Em homenagem ao aniversário de Dzongsar Khyentse Rinpoche, publicamos a primeira parte deste ensinamento oferecido por ele, em março de 2022


Por
Revisão: Luciana Marques, Luciano de Topin e Clarissa França
Edição: Rosana Folz e Carol Franchi
Tradução: Neuza Lopes Ribeiro Volle

“É possível que esta seja a primeira vez que você tem contato com o caminho budista, em geral, ou com a prática de vipassana, em particular. Então, tentarei falar sobre vipassana usando menos jargões tradicionais e conectar com a nossa vida diária. Quer você seja um monge, uma monja, um praticante leigo, uma criança ou um adolescente: de que maneira shamatha e vipassana podem ser relevantes para você, como ser humano? Como isso pode ajudar em sua relação com o mundo?”
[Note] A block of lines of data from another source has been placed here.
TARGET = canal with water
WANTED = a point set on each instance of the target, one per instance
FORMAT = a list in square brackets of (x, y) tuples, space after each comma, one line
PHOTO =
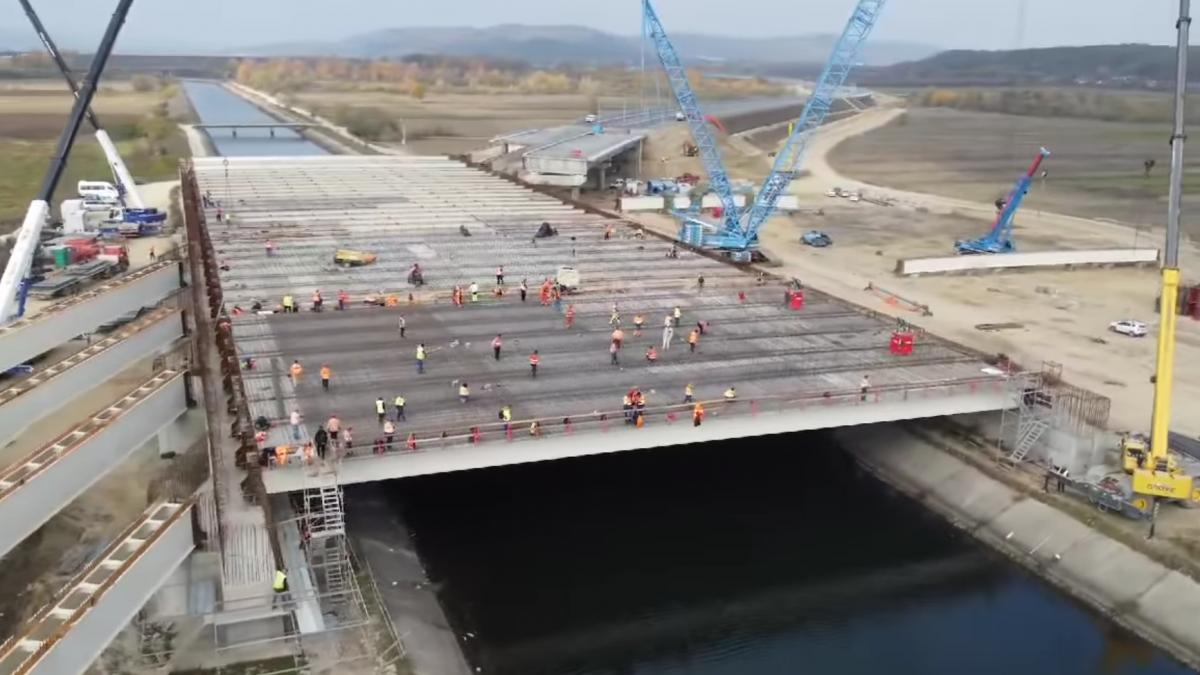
[(745, 557)]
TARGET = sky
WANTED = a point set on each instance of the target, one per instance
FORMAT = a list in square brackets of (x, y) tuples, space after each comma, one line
[(180, 25)]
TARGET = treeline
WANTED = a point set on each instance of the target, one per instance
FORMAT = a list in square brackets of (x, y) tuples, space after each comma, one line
[(1072, 102), (420, 73), (1123, 66)]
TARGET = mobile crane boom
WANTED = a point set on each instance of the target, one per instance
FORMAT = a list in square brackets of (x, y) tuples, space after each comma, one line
[(29, 236), (1158, 477), (125, 184)]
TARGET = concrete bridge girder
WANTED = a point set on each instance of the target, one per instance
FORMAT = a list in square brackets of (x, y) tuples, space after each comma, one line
[(621, 438), (35, 489), (54, 388), (71, 633), (29, 338)]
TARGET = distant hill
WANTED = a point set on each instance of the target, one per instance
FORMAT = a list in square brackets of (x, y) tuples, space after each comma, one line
[(549, 45), (1143, 66)]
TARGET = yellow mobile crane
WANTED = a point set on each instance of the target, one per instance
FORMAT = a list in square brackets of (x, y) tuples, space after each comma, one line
[(1156, 470)]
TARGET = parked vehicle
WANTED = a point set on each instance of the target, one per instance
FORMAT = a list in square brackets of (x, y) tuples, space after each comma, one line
[(816, 238), (1128, 327)]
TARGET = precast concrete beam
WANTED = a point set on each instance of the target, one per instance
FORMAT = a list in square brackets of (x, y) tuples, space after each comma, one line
[(43, 483), (53, 388), (27, 338), (69, 634), (501, 452)]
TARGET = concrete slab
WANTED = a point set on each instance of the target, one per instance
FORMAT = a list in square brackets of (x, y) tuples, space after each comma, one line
[(1173, 605)]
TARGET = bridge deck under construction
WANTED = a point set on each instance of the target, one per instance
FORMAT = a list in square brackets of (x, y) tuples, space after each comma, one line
[(412, 209)]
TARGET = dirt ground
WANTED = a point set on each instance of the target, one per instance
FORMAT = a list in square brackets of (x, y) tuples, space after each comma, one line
[(457, 123), (1095, 169), (1062, 316)]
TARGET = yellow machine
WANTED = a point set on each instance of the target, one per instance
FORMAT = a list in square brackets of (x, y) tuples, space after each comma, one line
[(1156, 471), (346, 257)]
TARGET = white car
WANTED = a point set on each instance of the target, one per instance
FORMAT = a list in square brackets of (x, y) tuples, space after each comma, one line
[(1128, 327)]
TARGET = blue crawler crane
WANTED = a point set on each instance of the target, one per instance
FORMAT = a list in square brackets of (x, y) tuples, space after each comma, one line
[(1000, 238)]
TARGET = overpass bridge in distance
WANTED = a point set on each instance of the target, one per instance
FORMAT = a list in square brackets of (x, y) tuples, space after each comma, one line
[(793, 369)]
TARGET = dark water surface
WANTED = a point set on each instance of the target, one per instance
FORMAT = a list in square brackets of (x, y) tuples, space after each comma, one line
[(767, 556), (216, 105)]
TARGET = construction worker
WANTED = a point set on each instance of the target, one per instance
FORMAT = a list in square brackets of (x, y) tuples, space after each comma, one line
[(280, 585), (294, 423), (322, 438), (335, 430), (389, 432)]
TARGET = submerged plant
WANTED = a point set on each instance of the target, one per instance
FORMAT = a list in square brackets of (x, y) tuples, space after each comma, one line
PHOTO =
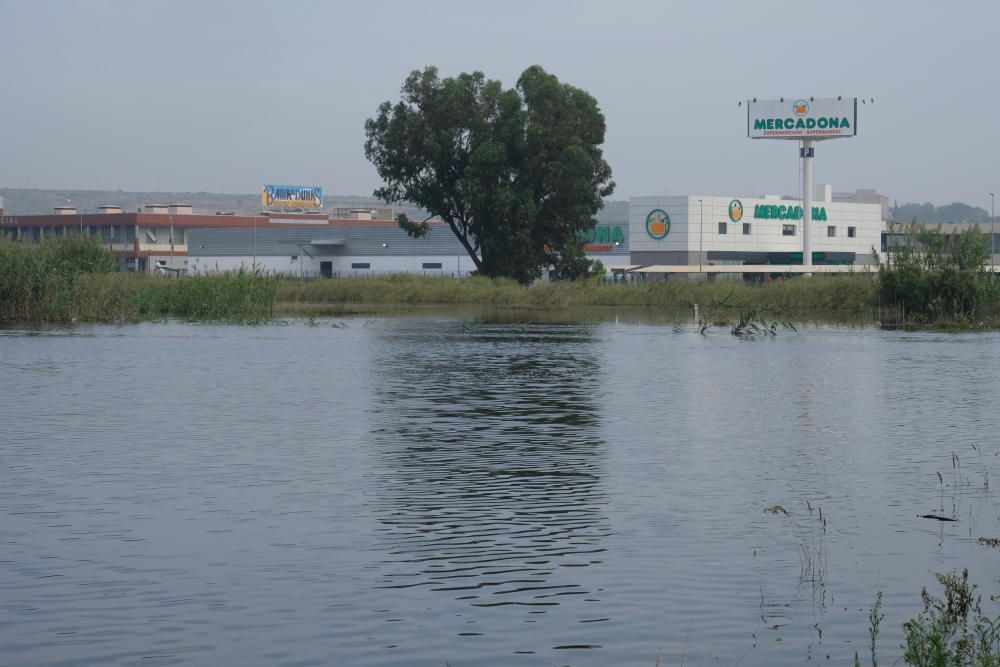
[(952, 632), (753, 322)]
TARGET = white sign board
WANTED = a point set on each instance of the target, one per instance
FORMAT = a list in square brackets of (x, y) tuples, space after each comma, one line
[(802, 118)]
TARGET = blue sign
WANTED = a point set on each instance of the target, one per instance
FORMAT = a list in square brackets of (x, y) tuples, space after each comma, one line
[(292, 196)]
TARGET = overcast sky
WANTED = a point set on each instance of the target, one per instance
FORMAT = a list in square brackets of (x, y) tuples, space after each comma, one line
[(225, 96)]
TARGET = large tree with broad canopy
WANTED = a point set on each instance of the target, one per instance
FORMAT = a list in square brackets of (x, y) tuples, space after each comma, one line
[(517, 174)]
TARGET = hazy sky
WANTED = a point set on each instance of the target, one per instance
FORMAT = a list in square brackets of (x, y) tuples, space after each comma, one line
[(225, 96)]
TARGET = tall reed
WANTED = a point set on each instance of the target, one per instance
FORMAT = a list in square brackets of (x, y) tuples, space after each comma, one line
[(73, 279), (845, 294)]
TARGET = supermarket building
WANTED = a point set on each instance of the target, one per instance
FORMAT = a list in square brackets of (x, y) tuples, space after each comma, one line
[(704, 232), (663, 235)]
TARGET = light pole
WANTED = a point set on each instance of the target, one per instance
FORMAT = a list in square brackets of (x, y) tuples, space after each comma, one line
[(701, 232)]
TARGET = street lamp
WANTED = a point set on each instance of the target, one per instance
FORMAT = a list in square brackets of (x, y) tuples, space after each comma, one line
[(701, 232)]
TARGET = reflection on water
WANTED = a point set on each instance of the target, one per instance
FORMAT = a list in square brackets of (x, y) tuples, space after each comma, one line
[(431, 490), (489, 462)]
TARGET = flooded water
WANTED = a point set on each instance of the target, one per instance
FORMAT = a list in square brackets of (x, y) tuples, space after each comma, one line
[(423, 490)]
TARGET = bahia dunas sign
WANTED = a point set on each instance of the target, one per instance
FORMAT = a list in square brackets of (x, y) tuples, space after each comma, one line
[(802, 118)]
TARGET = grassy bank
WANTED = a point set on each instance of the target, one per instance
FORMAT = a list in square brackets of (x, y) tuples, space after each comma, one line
[(841, 294), (73, 279)]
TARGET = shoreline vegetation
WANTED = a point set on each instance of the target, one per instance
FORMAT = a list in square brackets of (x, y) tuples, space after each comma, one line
[(934, 282)]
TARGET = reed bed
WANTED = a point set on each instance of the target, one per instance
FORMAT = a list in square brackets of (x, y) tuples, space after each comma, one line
[(841, 294), (73, 279)]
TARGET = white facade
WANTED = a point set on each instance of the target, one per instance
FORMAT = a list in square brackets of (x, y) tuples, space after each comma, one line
[(306, 266), (695, 235)]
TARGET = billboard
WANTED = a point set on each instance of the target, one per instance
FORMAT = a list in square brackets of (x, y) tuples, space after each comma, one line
[(802, 118), (291, 196)]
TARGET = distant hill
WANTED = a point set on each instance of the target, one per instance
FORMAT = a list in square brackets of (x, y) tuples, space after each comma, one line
[(930, 214), (40, 202)]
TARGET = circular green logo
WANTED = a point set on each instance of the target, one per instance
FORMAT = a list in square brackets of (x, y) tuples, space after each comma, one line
[(736, 210), (658, 223)]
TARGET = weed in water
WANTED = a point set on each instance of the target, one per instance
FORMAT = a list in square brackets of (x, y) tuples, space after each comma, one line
[(952, 632)]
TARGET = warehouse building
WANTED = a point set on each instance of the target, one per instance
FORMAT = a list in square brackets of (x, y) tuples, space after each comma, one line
[(172, 238)]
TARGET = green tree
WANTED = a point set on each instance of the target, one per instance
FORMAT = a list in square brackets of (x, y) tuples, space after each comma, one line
[(517, 174)]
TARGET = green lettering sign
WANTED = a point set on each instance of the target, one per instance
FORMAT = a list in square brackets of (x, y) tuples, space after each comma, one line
[(786, 212)]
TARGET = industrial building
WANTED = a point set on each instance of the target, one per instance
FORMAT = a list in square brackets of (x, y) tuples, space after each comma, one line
[(701, 233), (173, 238)]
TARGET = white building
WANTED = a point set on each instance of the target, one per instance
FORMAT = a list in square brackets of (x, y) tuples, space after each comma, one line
[(705, 231)]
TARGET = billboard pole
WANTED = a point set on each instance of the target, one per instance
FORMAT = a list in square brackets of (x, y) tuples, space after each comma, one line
[(806, 152)]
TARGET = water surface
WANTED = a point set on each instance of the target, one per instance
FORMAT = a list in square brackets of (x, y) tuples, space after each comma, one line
[(421, 489)]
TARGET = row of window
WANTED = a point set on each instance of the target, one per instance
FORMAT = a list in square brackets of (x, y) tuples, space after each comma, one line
[(368, 265), (788, 230), (106, 234)]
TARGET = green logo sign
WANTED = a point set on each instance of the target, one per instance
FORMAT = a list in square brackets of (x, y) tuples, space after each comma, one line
[(658, 224), (603, 235), (736, 210), (772, 212)]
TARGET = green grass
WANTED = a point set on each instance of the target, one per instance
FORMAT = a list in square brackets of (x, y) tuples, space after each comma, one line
[(73, 279), (840, 294)]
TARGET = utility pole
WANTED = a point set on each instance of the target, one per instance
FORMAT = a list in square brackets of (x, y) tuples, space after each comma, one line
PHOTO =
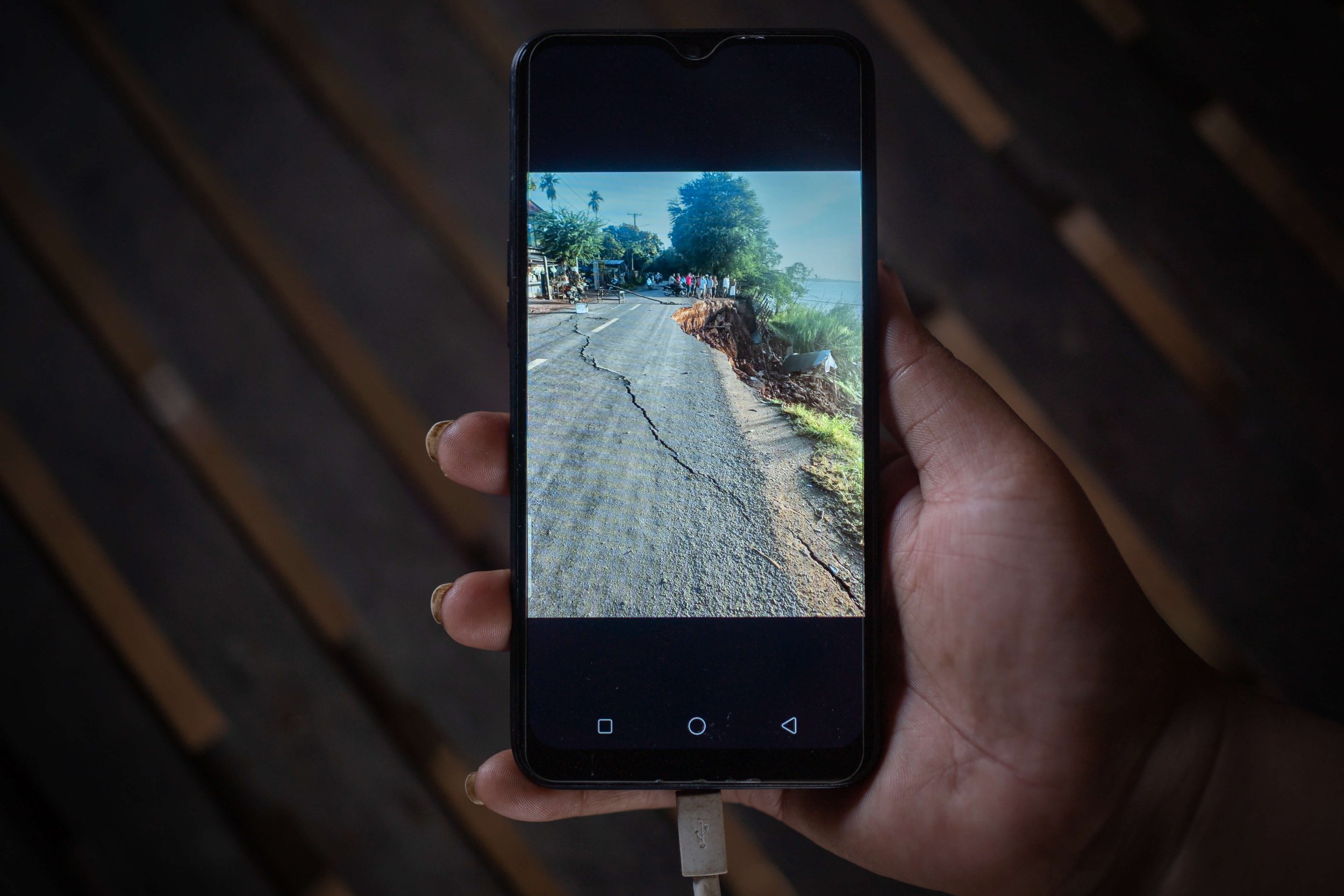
[(635, 216)]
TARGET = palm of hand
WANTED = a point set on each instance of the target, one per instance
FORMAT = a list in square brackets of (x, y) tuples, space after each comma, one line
[(1022, 658), (1027, 682)]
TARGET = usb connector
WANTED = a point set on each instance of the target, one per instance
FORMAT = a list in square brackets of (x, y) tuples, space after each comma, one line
[(705, 854)]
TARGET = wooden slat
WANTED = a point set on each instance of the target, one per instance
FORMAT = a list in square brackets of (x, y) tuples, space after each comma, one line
[(398, 426), (1081, 229), (187, 424), (488, 33), (171, 404), (1270, 182), (1166, 589), (194, 718), (346, 105), (960, 230), (1096, 246), (1280, 65), (942, 71), (1121, 19), (184, 706), (1245, 154)]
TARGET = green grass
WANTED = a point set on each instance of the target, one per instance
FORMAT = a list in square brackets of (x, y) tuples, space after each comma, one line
[(838, 460)]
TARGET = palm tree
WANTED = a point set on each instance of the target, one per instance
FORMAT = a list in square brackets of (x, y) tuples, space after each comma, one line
[(547, 186)]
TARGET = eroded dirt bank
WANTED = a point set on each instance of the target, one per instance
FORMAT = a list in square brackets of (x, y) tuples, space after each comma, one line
[(730, 327)]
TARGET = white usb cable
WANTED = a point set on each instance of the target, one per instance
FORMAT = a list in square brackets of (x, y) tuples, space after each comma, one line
[(705, 854)]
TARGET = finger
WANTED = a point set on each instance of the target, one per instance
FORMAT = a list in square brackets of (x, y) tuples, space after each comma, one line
[(950, 422), (476, 610), (503, 787), (474, 450)]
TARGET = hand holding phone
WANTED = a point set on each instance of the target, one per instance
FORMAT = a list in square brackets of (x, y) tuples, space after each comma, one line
[(1035, 709)]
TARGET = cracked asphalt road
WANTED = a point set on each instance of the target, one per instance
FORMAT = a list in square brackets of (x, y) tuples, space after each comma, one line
[(643, 499)]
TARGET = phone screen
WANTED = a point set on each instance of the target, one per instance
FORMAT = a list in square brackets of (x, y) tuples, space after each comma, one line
[(691, 329)]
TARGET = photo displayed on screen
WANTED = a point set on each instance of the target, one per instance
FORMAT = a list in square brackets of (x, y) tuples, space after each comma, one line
[(694, 394)]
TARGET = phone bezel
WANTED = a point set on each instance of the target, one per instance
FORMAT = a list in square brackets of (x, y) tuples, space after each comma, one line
[(671, 769)]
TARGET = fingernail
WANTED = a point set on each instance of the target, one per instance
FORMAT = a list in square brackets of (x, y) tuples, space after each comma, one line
[(436, 602), (432, 439), (471, 790)]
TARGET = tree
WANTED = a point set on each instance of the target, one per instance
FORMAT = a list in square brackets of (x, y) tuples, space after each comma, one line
[(625, 241), (568, 235), (719, 227), (547, 186), (777, 291)]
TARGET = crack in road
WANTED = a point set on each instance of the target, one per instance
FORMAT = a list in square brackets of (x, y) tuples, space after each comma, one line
[(828, 569), (654, 429)]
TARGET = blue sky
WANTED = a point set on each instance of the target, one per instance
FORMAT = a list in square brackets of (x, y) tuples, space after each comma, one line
[(815, 216)]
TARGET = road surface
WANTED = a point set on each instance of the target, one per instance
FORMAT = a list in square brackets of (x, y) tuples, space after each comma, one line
[(643, 494)]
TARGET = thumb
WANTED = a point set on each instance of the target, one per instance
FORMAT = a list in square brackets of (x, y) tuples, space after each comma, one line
[(953, 426)]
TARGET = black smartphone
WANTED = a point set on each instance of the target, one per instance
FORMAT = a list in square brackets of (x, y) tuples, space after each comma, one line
[(692, 345)]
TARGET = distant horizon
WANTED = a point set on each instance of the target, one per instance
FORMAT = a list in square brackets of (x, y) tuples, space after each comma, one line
[(815, 216)]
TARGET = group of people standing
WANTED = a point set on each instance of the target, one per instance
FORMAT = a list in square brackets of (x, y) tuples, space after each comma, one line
[(706, 285)]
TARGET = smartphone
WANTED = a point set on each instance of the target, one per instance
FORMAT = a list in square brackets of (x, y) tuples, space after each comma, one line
[(694, 431)]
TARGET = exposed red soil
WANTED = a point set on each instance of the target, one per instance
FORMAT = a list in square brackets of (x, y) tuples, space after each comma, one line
[(729, 326)]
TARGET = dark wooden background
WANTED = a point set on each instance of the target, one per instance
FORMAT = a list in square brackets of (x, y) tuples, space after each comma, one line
[(254, 249)]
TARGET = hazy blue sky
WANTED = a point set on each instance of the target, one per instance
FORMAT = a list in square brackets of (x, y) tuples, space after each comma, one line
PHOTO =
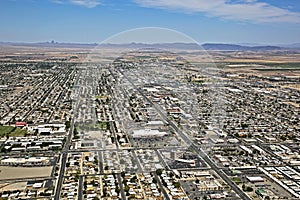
[(90, 21)]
A tradução e revisão é uma parceria entre a Bodisatva e a Siddhartha’s Intent Brasil. A segunda parte deste ensinamento será publicada em breve.


Quando este ensinamento foi solicitado, originalmente pensei em falar sobre vipassana. Essa técnica tem sido ensinada repetidas vezes e provavelmente é uma das mais exclusivas do budismo.

Acho que uma parte de mim também queria fazer isso porque exercícios de atenção plena (mindfulness) de muitos tipos estão se proliferando pelo mundo todo. Como budista, eu tinha a preocupação de que a ideia e a essência de vipassana pudessem se perder na tentativa de torná-la acessível. Algumas vezes acrescentamos muita água e perdemos o sabor essencial.

Adicionei o termo sadhana como uma espécie de provocação, porque sadhana é muito Mahayana. Na verdade, é um termo bem tântrico, usado no tantra budista, assim como no tantra hinduísta. Decidi fazer essa ligação entre os dois termos porque a quintessência — o núcleo, a espinha dorsal, o sangue ou o elemento — da sadhana não é outra senão vipassana. Por conta da natureza da sadhana, ela algumas vezes pode parecer bastante religiosa e envolver cerimônias, além de coisas simples e mundanas, como oferendas de flores e incensos ou, até mesmo, sentar-se sobre um cadáver para meditar por dias e noites.

A sadhana pode se manifestar e tem se manifestado como um ritual. Por essa razão, algumas vezes, o ponto essencial da sadhana, da vipassana, se perde, principalmente no budismo. Então, é por isso que quero nos provocar e lembrar que sadhana e vipassana realmente têm que vir juntas. 

 

Vipassana: visão ampla e experiência direta da vida

Vipassana é algo realmente muito vasto. É infinito. No entanto, hoje ela foi reduzida à prática budista de sentar-se ereto, consciente do ambiente ao redor, da respiração, além de alguns níveis mais avançados da técnica. Acredito que, para muitas pessoas, vipassana tem a ver com a meditação sentada e isso está privando o mundo inteiro de vipassana. Espero que desta vez possamos abrir nossos olhos e mentes para abordar vipassana de uma maneira muito mais rica e infinita.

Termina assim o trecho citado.